Oskar Lafontaine8.08.2018Politik

Die Scholz-Nahles-SPD schrumpft unaufhaltsam; mit ihrer ‘Erneuerung’ hat sie noch nicht einmal angefangen. Die Linkspartei wird durch ihren sektiererischen Flügel gelähmt, und die Grünen sind zu Merkels letzter Einsatzreserve mutiert. Wer sich nicht in die schwarz-rot-grüne Einheitsfront einreihen will, dem bleiben nur Protestwahl oder Wahlenthaltung, schreibt Oskar Lafontaine.

Aufstehen, die Sammlungsbewegung für soziale Gerechtigkeit, ist gestartet. Alle, die ein Ende der Spaltung unserer Gesellschaft wollen, Schluss mit Armut, Hunger-Löhnen und -Renten und mit moderner Sklavenarbeit wie Leiharbeit machen wollen, sollten sich hier zusammenschließen. Laßt uns gemeinsam für andere politische Mehrheiten und für eine neue, soziale Regierung kämpfen.

“Die Idee ist gut. Der Zeitpunkt ist richtig gewählt. Das Bedürfnis nach tief greifender Veränderung ist riesig”, schreiben der SPD-Bundestagsabgeordnete Marco Bülow, die Linken-Abgeordnete Sevim Dagdelen und die Grünen-Politikerin Antje Vollmer im “Spiegel”. “Aufbruch aus dem Elfenbeinturm in die Wirklichkeit! – das ist das Gebot der Stunde.”

Auch der Soziologe Wolfgang Streeck unterstützt Aufstehen, er schreibt in der FAZ: “Nach dem Eintritt der SPD in eine weitere große Koalition gibt es in Deutschland derzeit keine oppositionelle Machtperspektive mehr.

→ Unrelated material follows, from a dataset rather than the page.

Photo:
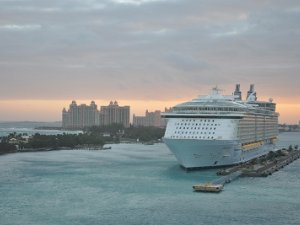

Die Scholz-Nahles-SPD schrumpft unaufhaltsam; mit ihrer ‘Erneuerung’ hat sie noch nicht einmal angefangen. Die Linkspartei wird durch ihren sektiererischen Flügel gelähmt, und die Grünen sind zu Merkels letzter Einsatzreserve mutiert. Wer sich nicht in die schwarz-rot-grüne Einheitsfront einreihen will, dem bleiben nur Protestwahl oder Wahlenthaltung. So landet mancher bei der AfD, der dort nicht landen müsste. Zugleich sind viele linke Mitglieder der SPD von vielen nicht-sektiererischen Mitgliedern der Linkspartei nicht zu unterscheiden, und dasselbe gilt für viele Nichtwähler. Alle diese könnten in einer neu organisierten Schnittmenge von linker SPD und realistischer Linker eine wahlpolitische Heimat finden.”